Not seeking decryption, but location, identity of those sending provocative msgs: Govt to WhatsApp
It has published ads in various newspapers outlining steps to spot fake news and is also organising roadshows for spreading the message
Continuing with its firm stance on traceability, the government Wednesday stated that it has not sought decryption of WhatsApp messages but instead wants the location and identity of those misusing the platform to spread fake news that provokes violence. IT Minister Ravi Shankar Prasad, who met WhatsApp Vice President Chris Daniels, also asserted that the "institutional integrity" of the platform be maintained ahead of elections. "On the issue of traceability, I emphasised that when we talk of traceability, we don't talk of decrypting messages," Prasad said.
"We insist rather on location and identification of the sender of WhatsApp messages when such messages lead to provocation of violence, heinous offences and other serious crimes," he said. The minister added that he has been assured by the WhatsApp leadership team that they will look into the matter and revert. The Facebook-owned company has been under pressure for months now to put in place a mechanism to curb fake messages on its platform.
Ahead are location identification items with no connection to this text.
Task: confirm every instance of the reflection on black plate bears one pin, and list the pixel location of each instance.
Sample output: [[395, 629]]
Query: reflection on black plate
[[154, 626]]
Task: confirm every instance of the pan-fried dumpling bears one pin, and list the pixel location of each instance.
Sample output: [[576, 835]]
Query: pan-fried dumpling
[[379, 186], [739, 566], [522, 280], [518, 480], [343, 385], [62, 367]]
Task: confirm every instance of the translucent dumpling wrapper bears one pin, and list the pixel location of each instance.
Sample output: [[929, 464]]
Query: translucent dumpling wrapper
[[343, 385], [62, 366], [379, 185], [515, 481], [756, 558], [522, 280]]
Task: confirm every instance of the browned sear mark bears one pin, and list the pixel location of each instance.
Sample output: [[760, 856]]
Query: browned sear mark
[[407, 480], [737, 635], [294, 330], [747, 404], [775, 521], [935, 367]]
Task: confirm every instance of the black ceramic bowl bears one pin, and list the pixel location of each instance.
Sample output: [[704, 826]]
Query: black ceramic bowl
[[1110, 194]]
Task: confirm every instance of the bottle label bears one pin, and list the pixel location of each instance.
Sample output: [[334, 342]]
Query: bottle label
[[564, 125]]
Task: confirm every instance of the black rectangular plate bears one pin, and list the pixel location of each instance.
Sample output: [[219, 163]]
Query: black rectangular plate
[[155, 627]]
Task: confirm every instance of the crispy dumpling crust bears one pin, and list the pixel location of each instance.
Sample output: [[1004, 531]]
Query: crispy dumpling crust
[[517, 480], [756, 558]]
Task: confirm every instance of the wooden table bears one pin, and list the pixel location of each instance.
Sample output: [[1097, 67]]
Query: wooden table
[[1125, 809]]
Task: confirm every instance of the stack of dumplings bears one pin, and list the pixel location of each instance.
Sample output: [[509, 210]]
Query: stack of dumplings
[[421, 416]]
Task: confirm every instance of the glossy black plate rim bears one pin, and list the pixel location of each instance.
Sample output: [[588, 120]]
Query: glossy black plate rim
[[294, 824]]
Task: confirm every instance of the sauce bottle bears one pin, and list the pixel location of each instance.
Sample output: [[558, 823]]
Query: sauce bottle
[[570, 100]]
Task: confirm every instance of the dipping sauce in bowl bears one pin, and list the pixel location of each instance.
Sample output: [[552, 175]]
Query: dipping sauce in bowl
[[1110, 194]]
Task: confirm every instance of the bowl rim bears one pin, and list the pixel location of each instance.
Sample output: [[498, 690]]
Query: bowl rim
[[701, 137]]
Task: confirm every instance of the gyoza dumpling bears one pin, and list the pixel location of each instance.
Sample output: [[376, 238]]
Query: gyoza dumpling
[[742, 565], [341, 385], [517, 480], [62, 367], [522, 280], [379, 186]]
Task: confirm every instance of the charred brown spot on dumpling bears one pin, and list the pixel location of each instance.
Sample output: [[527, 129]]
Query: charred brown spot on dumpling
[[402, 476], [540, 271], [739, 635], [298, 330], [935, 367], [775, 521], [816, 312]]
Following multiple incidents of mob lynching across the country, the government had slapped WhatsApp with two notices, with the second one warning that it will treat the messaging platform as an abettor of rumour propagation and legal consequences will follow if adequate checks are not put in place. Prasad had met Daniels in August this year too, and apart from the traceability request, he had asked WhatsApp to set up a local corporate entity and appoint a grievance officer to address complaints.
"I met Chris Daniels, along with his team, on Wednesday and discussed various issues of the past. They have assured us that they have appointed a grievance officer for India. I have suggested that we will appreciate if grievance officer is also located in India," Prasad said. Daniels declined to comment on the specifics of the meeting.
The minister said that during the meeting, he also emphasised that WhatsApp is an important instrument of message circulation even during elections, and hence its institutional integrity is paramount. "...it is appropriate and desirable that the institutional integrity of this platform is maintained, so that abusers cannot abuse it. They (WhatsApp) have also assured that they will work with my department in preventing circulation of spam farms," he said.
Over the past few months, WhatsApp has taken a number of steps to meet the government's concerns but has not yielded to its biggest demand -- identifying originators of rogue messages. WhatsApp had launched a label that clearly identifies forwarded messages and also barred forwarding to messages to more than five people at one go. The company is also conducting research with academics and other experts to help understand the challenge of misinformation and improve efforts over time. It has published ads in various newspapers outlining steps to spot fake news and is also organising roadshows for spreading the message.